An Energy-Efficient Reconfigurable DTLS Cryptographic Engine for
  End-to-End Security in IoT Applications by Banerjee, Utsav et al.
An Energy-Efficient Reconfigurable DTLS Cryptographic Engine 
for End-to-End Security in IoT Applications 
Utsav Banerjee, Chiraag Juvekar, Andrew Wright, Arvind, Anantha P. Chandrakasan 
Massachusetts Institute of Technology, Cambridge, MA 
 
End-to-end security protocols, like Datagram Transport Layer Security (DTLS) [1], enable the 
establishment of mutually authenticated confidential channels between edge nodes and the 
cloud, even in the presence of untrusted and potentially malicious network infrastructure. 
While this makes DTLS an ideal solution for IoT, the associated computational cost makes 
software-only implementations prohibitively expensive for resource-constrained embedded 
devices. We address this challenge through three key contributions: reconfigurable 
cryptographic accelerators enable two orders of magnitude energy savings, a dedicated DTLS 
engine offloads control flow to hardware reducing program code and memory usage by ~10x, 
and an on-chip RISC-V core exercises the flexibility of the cryptographic accelerators to 
demonstrate security applications beyond DTLS. 
 
 
Fig. 1: End-to-end security for IoT – challenges and proposed solutions. 
 
Fig. 1 summarizes the two major phases of the DTLS protocol: handshake and application data. 

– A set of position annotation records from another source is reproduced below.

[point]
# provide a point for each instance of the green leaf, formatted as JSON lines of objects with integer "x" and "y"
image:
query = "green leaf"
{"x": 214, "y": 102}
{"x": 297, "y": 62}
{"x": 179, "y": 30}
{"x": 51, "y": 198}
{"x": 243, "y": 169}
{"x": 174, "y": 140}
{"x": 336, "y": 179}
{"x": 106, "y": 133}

The handshake phase consists of four steps. In the first step, the client (edge node) and the 
server agree upon protocol parameters such as the cryptographic algorithms to be used. Next, 
a Diffie-Hellman key exchange is performed to establish a shared secret over the untrusted 
channel. Following this, the client and the server authenticate each other through digital 
certificate verification. Finally, the two parties verify the integrity of the information 
exchanged in the above steps, to prevent man-in-the-middle attacks. At this point, a mutually 
authenticated confidential channel has been established between the client and the server, 
which can then be used in the second phase to exchange encrypted application data. We 
accelerate both phases of the DTLS protocol in hardware. 
 
 
Fig. 2: System diagram with supported server authentication modes and DTLS computation details. 
 
Fig. 2 shows the system block diagram, the DTLS modes we support, and details of the 
computations required to implement these modes. Our system consists of a 3-stage RISC-V 
processor [2] supporting the RV32I instruction set, with a 16KB instruction cache and a 64KB 
data memory. An SD card is used as the backing store for larger programs. A memory-mapped 
DTLS engine (DE), comprised of a protocol controller, a dedicated 2 KB RAM, and AES-128 
GCM, SHA-256 and prime curve elliptic curve cryptography (ECC) primitives, accelerates the 
DTLS protocol. Sleep mode is implemented on the RISC-V, to save power, by gating its clock 
when cryptographic tasks are delegated to the DE. The DE uses a dedicated hardware interrupt 
to wake the processor on completion of these tasks. The DE is clocked by a software-controlled 
divider to decouple the processor operating frequency from the long critical paths in the ECC 
accelerator. In addition to full verification of the server certificate in step three of the handshake 
phase, the DE also supports caching of server certificate information to speed up future 
handshakes. This cached mode reduces an ECDSA-Verify operation to gain 1.56x savings in 
handshake energy. 
 
 
Fig. 3: Proposed prime field elliptic curve cryptography accelerator and energy savings. 
 
Even in the cached mode, ECC computations, such as ECDHE and ECDSA, account for over 
99% of the DTLS handshake energy. Fig. 3 describes an energy-efficient ECC accelerator that 
reduces this overhead. A pre-computation-based comb algorithm [3] is used for elliptic curve 
scalar multiplication (ECSM), and a 4KB cache can store pre-computed comb data for up to 
six points, including generator points and public keys, thus reducing ECSM energy by 2.5x 
compared to a baseline implementation. A 256-bit wide interleaved reduction-based modular 
multiplier is implemented to support all Weierstrass and Montgomery curves over prime fields 
up to 256 bits, with higher bits of the data-path gated when working with smaller primes. The 
use of interleaved reduction allows us to handle arbitrary primes without any special structure, 
enabling support for NIST, SEC and ANSI curves. Resource-constrained ECC 
implementations [4,5] typically use projective coordinates to avoid modular inversion in the 
ECSM inner loop, at the cost of extra multiplications and a final expensive Fermat inversion. 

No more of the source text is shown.